Immense fierté, donc. Tout d’abord, en constatant que notre lectorat a préféré les activités extérieures plutôt que les écrans. Bravo! Nous nous sommes goinfrés de sourires d’enfants, de rires, de baignades, de randonnées, de jeux, de temps de qualité pour prendre soin et nous enquérir de ceux qui comptent pour nous. Quel étrange, mais bel été! « C’est presque gênant », ai-je entendu à plusieurs reprises, « de vivre au Yukon, en ce moment, tellement nous sommes choyés! » J’approuve.
Soulagement aussi de savoir que nous sommes capables de revenir au format papier. Tellement de journaux ont malheureusement dû mettre la clé sous la porte. Plusieurs journaux de la francophonie canadienne considèrent publier dorénavant exclusivementen numérique. Les temps sont durs. Oui, nos communautés sont capables de s’adapter, mais économiquement, pour plusieurs, les répercussions de cette crise mondiale seront ressenties pendant encore des années. « Le nouveau normal »…
Doit-on pour autant abandonner des concepts qui sont à l’origine de ce que nous sommes en tant que communauté? Oui, l’importance du papier, mais bien d’autres piliers sont remis en question. Pour n’en citer qu’un seul autre, je voudrais parler des comptoirs communautaires (free stores).
Ces lieux où le bric-à-brac qui nous encombre trouve une nouvelle vie ailleurs. Certes, le bon vieux corona pourrait y voir un lieu de prédilection. Mais honnêtement, dans une période aussi difficile économiquement, pensons-nous vraiment que fermer les comptoirs communautaires est un geste anodin? Aux portes de l’automne, les dépenses se multiplient.

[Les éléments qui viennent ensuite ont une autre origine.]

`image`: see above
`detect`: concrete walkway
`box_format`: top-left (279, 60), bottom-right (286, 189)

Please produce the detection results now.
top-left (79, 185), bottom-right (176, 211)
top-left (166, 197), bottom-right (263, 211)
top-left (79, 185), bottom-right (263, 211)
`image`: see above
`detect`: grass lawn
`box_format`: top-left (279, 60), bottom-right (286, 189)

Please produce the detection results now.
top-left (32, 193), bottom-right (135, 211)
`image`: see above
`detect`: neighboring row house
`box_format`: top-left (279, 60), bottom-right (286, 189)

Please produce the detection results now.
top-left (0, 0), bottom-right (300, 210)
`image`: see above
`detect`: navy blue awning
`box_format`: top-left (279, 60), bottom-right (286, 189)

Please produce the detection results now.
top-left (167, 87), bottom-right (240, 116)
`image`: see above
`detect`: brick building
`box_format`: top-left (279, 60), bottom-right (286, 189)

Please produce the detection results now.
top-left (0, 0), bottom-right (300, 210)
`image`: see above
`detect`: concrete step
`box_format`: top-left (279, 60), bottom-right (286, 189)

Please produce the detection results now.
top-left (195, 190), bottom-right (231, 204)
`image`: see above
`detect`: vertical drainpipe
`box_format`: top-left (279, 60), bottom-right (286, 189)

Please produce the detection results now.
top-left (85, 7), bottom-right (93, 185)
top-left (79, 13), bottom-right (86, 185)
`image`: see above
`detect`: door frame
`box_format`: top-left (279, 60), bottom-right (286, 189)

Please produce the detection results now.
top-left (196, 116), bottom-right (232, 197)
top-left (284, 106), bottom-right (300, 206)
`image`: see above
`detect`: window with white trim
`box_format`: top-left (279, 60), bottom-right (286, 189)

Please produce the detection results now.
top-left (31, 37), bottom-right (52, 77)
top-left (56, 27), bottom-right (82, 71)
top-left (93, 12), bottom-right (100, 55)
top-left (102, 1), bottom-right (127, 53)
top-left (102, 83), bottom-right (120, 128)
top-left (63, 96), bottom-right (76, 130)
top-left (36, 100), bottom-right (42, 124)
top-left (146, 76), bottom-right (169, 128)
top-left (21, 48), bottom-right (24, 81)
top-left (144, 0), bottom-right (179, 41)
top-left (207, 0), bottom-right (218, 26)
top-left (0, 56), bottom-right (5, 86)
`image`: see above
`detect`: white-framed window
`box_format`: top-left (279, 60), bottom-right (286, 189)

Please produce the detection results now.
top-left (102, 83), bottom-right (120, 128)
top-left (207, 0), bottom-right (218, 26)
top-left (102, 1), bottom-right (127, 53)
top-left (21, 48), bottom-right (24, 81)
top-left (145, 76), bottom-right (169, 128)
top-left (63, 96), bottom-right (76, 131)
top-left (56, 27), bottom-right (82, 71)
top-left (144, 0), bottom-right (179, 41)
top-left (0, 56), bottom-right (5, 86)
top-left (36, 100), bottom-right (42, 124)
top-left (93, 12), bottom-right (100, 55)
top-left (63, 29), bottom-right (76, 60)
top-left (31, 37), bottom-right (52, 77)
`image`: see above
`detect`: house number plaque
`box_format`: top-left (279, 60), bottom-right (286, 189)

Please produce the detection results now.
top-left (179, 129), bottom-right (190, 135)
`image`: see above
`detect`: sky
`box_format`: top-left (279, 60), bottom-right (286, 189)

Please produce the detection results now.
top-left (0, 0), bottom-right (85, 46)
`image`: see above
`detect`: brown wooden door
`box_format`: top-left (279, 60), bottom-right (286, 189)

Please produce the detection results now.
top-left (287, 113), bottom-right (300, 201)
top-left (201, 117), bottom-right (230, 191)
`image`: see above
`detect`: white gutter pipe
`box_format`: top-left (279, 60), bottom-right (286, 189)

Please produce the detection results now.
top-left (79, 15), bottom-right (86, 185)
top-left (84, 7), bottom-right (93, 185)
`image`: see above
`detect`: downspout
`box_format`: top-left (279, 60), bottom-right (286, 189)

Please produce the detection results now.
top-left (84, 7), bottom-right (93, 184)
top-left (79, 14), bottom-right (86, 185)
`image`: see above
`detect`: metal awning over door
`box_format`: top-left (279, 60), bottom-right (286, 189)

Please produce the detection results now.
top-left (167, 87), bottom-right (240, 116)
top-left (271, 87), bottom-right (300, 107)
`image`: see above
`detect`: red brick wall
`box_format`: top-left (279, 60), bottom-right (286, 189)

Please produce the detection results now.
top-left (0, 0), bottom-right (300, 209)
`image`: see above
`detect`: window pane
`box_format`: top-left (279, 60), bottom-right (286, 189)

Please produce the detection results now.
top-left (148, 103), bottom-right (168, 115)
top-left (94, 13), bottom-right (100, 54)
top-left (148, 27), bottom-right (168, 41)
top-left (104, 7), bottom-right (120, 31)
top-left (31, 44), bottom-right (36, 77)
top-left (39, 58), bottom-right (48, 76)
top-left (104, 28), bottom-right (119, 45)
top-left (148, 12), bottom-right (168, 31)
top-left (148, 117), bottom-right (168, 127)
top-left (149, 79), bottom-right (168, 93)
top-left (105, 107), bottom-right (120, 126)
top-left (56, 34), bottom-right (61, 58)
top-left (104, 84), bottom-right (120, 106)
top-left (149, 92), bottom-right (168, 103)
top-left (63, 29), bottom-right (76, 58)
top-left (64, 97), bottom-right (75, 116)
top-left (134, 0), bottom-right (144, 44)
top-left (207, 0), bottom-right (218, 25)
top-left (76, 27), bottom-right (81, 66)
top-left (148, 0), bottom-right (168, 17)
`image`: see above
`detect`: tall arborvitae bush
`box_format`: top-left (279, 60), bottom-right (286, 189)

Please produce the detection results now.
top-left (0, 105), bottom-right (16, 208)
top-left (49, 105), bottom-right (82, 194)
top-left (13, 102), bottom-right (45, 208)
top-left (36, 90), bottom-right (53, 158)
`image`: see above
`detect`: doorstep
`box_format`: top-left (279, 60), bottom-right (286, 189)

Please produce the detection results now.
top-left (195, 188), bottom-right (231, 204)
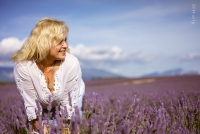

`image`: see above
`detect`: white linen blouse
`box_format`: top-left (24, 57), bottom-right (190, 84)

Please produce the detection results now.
top-left (14, 53), bottom-right (85, 121)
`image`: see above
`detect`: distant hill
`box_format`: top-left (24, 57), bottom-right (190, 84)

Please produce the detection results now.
top-left (142, 68), bottom-right (199, 77)
top-left (0, 67), bottom-right (121, 82)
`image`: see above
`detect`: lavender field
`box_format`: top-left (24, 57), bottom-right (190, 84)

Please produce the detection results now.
top-left (0, 76), bottom-right (200, 134)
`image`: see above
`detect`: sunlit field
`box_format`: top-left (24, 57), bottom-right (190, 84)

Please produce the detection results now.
top-left (0, 76), bottom-right (200, 134)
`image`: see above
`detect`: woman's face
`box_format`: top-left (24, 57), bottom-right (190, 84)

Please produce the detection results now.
top-left (48, 35), bottom-right (68, 60)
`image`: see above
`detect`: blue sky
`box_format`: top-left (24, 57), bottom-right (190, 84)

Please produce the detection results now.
top-left (0, 0), bottom-right (200, 77)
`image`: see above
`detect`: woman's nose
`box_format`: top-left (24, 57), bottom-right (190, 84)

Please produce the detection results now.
top-left (63, 41), bottom-right (68, 48)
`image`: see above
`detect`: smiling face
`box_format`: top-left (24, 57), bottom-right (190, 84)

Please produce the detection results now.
top-left (47, 34), bottom-right (68, 60)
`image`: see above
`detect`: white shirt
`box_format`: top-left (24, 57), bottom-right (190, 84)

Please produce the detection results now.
top-left (14, 53), bottom-right (85, 121)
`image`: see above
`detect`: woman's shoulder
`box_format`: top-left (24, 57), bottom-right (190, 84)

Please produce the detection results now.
top-left (14, 61), bottom-right (34, 68)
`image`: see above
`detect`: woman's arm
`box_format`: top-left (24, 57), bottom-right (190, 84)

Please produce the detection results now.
top-left (61, 60), bottom-right (82, 119)
top-left (14, 63), bottom-right (37, 131)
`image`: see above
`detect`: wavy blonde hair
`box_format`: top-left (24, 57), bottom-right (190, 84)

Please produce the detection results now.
top-left (11, 18), bottom-right (69, 62)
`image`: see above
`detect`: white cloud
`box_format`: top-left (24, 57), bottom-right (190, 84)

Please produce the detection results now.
top-left (0, 37), bottom-right (25, 56)
top-left (71, 44), bottom-right (156, 67)
top-left (180, 53), bottom-right (200, 61)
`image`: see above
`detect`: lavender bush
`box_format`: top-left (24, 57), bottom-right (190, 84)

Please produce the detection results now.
top-left (0, 76), bottom-right (200, 134)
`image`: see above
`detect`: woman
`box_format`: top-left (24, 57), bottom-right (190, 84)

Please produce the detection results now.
top-left (11, 18), bottom-right (85, 131)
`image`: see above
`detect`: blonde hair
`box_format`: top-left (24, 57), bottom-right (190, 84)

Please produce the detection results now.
top-left (11, 18), bottom-right (69, 62)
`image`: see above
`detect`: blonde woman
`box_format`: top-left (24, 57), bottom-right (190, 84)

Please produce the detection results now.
top-left (11, 18), bottom-right (85, 131)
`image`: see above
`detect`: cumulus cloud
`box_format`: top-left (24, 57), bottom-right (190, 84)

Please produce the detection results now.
top-left (0, 37), bottom-right (155, 67)
top-left (71, 44), bottom-right (154, 66)
top-left (0, 37), bottom-right (24, 55)
top-left (180, 53), bottom-right (200, 61)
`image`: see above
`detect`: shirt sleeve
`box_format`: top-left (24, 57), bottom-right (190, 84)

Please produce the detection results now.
top-left (14, 63), bottom-right (37, 121)
top-left (61, 60), bottom-right (82, 119)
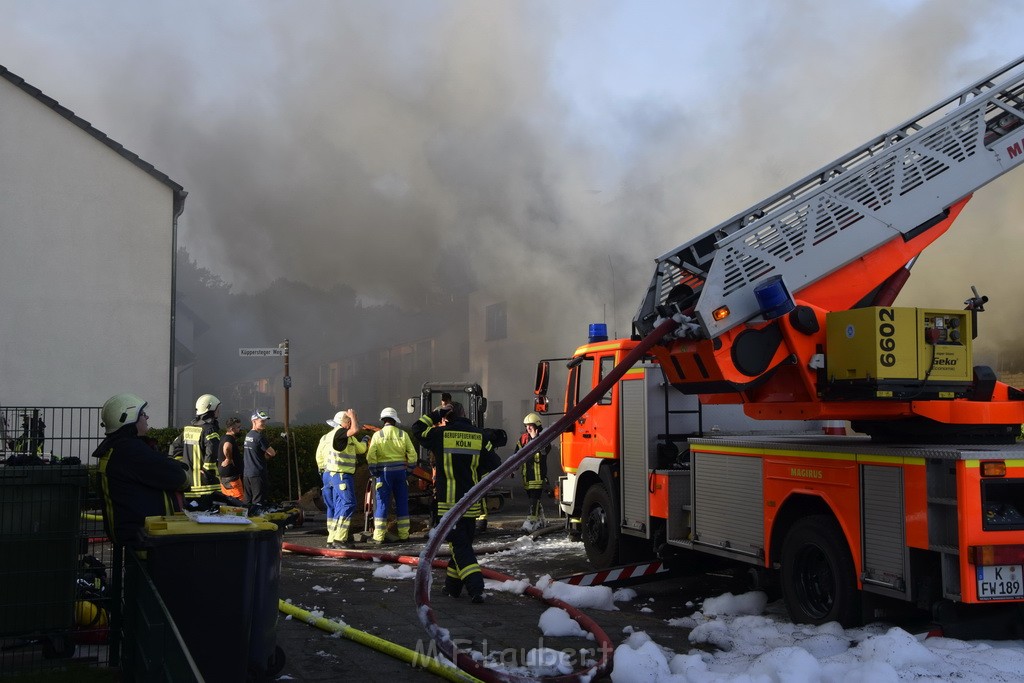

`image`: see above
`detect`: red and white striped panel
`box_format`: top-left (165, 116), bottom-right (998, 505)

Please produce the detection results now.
top-left (558, 562), bottom-right (668, 586)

Sans comptoir communautaire, c’est le pouvoir d’achat qu’on restreint encore plus. Quelles sont les options pour équiper un foyer de vaisselle ou de petit mobilier? Pour renflouer une garde-robe? Pour donner un sourire à un enfant grâce à un nouveau jouet « dont un autre enfant ne se servait plus ». Que reste-t-il comme option au-delà des achats en ligne ou au Walmart, si notre revenu ne nous permet pas d’acheter un ensemble fait par des artisans locaux? Lorsque la possibilité de se procurer des équipements variés de seconde main n’est plus possible, vers quoi nous tournons-nous? Vers l’équipement de basse qualité, fabriqué très loin de chez nous, malheureusement… Au lieu de remplir les dépotoirs de matériel encore utilisable, on voit éclore des initiatives de quartier, des zones « gratuites ». C’est dire que le besoin est là!
Nous avons perdu des emplois, des ressources, des revenus… Responsables qui ont fermé ces lieux de bric-à-brac, avez-vous évalué les économies faites grâce à ces endroits indispensables? Ces économies mêmes qui nous permettaient d’encourager par ailleurs les commerces locaux? Sans parler du coût de traitement de ces déchets qui n’en sont pas!
Les rumeurs courent sur de probables réouvertures. Alors, croisons nos doigts (même s’ils sont un peu noircis par l’encre) pour que ce soit vrai, car ça aussi, c’était un peu de rayon de soleil, et avec la pluie qu’on a en ce moment, on a tous besoin d’une bonne dose de baume au cœur!